On August 21, 2015 a Federal Appeals Court reversed a Lower Court ruling regarding overtime pay for Home Health Care Workers. In the ruling, the court ended the exemption of home care workers from overtime pay. The long term caregivers union is rejoicing. Advocates for people with disabilities are angry. The fight isn’t over.
People with disabilities are concerned that they will lose caregiver hours because agencies will stop paying the full hours people need to stay in their homes. Private pay employers won’t be able to afford their workers. Caregivers are angry because they are paid low wages but must work more than 8 hours a day. Caregivers are fighting for a livable wage and people with disabilities are fighting to live.
When people with disabilities are pitted against the people who care for them, who wins?
This battle reflects a deeper problem. People with disabilities are not considered viable members of society and therefor have no value. The people who care for them are primarily people of color and women, groups traditionally considered low status. The system of caring for people with disabilities is structured around “cost savings.” As long as it is shown that keeping people in their homes saves society money, then doing so is considered important. But what cost do you place on respect and dignity?
Caregivers work as nurses, housekeepers, drivers, secretaries and cooks. They often bathe, dress, and help toilet severely disabled people and are paid minimum wage. Despite the long hours, most caregivers are dedicated to their clients and feel that they are making a difference in the world.

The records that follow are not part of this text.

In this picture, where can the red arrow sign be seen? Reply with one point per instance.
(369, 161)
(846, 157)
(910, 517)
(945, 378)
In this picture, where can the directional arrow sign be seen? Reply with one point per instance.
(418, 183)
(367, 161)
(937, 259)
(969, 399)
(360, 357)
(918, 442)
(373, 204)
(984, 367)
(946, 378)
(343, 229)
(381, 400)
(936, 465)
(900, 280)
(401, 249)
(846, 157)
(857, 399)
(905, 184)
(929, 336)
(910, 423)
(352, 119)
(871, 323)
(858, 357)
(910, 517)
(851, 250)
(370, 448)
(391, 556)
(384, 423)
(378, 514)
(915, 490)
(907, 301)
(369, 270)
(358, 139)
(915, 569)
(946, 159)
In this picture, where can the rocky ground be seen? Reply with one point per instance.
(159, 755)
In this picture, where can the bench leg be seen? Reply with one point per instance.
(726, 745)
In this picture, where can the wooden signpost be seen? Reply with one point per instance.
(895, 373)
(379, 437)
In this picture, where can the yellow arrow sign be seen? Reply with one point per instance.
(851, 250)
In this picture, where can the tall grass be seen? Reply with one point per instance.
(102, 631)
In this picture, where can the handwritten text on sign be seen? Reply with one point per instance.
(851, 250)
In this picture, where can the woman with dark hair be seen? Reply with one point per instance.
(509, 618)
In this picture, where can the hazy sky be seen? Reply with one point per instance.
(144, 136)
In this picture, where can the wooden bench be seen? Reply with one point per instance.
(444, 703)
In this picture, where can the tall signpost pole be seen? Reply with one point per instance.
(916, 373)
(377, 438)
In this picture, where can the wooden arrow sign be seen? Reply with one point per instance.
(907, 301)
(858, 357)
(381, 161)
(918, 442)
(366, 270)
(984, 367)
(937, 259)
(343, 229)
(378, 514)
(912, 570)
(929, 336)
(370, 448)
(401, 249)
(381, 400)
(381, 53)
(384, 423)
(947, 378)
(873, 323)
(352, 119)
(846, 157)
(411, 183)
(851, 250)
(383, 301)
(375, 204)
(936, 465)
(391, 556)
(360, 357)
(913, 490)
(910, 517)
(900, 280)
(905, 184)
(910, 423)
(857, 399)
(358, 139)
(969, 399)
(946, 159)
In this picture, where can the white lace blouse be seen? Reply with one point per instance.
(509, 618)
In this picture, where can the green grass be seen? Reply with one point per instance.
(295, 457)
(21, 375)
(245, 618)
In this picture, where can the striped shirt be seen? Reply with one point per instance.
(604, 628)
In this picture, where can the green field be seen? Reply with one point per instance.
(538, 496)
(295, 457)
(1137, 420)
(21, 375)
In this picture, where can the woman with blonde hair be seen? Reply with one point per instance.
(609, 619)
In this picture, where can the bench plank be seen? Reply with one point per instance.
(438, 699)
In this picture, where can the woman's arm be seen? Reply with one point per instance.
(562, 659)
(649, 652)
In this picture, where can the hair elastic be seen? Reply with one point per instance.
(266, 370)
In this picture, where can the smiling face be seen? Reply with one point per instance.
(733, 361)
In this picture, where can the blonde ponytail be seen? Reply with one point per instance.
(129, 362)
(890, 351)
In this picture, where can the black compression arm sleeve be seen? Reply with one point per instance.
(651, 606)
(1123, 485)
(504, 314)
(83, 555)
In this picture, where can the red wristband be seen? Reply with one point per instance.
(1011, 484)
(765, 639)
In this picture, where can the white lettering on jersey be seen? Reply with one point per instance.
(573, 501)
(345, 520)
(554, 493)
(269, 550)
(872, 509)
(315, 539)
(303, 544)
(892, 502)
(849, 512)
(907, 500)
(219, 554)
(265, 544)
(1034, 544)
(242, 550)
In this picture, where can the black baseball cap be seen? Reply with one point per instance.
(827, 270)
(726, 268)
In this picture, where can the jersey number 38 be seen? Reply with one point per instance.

People with disabilities rely on their caregivers to not only support their physical needs, but to also help them engage with the world and enjoy their lives. The threat that they may lose their supports if a pay increase is mandated is real. State budgets are strapped and agencies run with minimal staff. Where will the money come from? And for those who have to pay out of pocket for caregivers, will the changes force them to go into an institution simply because their insurance will pay for it?
I am my daughter’s caregiver. I also rely on other caregivers to help me keep my daughter in our home. I gladly work far more hours than I am paid, and I know other caregivers who do the same. Many of these workers are not family members, but they know if they didn’t donate hours their clients would suffer.
It’s time for caregivers and people with disabilities to stop fighting each other. People need to stay in their homes and workers need a livable wage. Rather than suing each other, it is time for both groups to unite and demand increased funding for programs that support the disabled. We need to examine our society and ask why we are so willing to throw people away simply because they can’t care for themselves.